The due date for software suppliers to US government agencies to provide attestations and SBOMs is coming up quickly. The deadline should not be a surprise to anyone following the struggles the US government has had in limiting hackers exploiting weaknesses in the software supply chain. For example, in May of 2021 there was a U.S. Presidential Executive Order on Improving the Nation’s Cybersecurity (EO 14028), which was later clarified in September by Memorandum M-22-18. Both documents set a number of important dates for government agencies and their software suppliers, including:
- June 11, 2023 which is less than 6 months away: “Agencies shall collect attestation letters for “critical software” subject to the requirements of this memorandum – Within 270 days”

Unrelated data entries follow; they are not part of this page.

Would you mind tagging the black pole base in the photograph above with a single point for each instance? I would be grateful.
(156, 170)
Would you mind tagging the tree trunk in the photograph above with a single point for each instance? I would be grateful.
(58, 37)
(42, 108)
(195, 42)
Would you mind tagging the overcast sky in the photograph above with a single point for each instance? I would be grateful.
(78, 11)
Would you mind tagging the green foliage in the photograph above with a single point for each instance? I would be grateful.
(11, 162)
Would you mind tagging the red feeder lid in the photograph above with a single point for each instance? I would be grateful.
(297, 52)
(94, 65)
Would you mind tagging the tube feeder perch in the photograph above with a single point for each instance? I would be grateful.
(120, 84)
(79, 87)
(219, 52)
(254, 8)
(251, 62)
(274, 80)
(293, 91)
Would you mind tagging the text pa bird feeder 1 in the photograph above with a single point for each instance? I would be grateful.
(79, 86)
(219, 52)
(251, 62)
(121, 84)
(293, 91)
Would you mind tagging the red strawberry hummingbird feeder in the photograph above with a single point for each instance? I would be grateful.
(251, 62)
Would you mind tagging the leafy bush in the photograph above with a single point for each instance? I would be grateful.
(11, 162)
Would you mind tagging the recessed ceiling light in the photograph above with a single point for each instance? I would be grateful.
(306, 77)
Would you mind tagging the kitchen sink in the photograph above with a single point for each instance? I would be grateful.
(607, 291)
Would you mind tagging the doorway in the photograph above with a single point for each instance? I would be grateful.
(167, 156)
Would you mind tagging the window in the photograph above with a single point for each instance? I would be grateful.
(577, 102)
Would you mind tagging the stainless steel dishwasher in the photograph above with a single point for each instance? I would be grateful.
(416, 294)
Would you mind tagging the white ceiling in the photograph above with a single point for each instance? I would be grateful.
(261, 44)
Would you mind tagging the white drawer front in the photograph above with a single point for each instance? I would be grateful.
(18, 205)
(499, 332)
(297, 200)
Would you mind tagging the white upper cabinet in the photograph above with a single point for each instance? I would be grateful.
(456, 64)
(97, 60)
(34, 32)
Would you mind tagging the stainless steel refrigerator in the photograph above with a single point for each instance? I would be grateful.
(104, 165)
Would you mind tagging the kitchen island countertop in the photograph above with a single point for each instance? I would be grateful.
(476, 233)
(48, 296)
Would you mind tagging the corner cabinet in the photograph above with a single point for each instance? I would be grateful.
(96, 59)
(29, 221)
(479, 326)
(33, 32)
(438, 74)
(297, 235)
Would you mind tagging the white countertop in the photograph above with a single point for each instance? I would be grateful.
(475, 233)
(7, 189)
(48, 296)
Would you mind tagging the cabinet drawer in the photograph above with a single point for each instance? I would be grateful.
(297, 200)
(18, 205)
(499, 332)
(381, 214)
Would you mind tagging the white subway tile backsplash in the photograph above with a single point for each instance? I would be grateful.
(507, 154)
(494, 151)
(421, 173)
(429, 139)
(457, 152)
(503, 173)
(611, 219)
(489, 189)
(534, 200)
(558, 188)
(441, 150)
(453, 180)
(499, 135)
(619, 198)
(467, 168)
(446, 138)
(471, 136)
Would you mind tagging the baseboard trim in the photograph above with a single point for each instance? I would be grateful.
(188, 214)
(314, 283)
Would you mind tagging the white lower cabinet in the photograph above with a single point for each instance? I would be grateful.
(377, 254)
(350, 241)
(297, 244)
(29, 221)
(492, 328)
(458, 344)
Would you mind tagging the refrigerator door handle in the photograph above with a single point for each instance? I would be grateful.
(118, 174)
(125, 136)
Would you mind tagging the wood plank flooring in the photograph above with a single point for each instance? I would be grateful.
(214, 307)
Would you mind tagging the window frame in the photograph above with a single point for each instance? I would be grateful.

- September 13, 2023 which is less than 9 months away: “Agencies shall collect attestation letters for all software subject to the requirements of this memorandum – Within 365 days”
These requirements to secure software supply chains are a direct result of the exponential growth in the number of attacks on the software ecosystem. Although the requirements are specifically directed at vendors who supply US government agencies and departments with software that touches government systems/data in any way, standards tend to spread across the entire software ecosystem, so we expect these requirements to become a standard software practice over the next few years. For example, secure software supply chain initiatives have come up in both Japan and the EU.
Secure Supply Chain – What Does It Mean?
At a high level the guidance boils down to the need to generate a Software Bill of Materials (SBOM) and software attestations, as well as the need to follow secure software development practices as outlined by NIST for any vendor that produces software for or supplies software to government agencies:
- SBOMs are hopefully not new to you since SPDX, one of the current ISO standards for SBOM, has been around since at least 2013. Other common SBOM formats include CycloneDX and SWID, which DevOps vendors can help you generate when you use their build processes for your own code.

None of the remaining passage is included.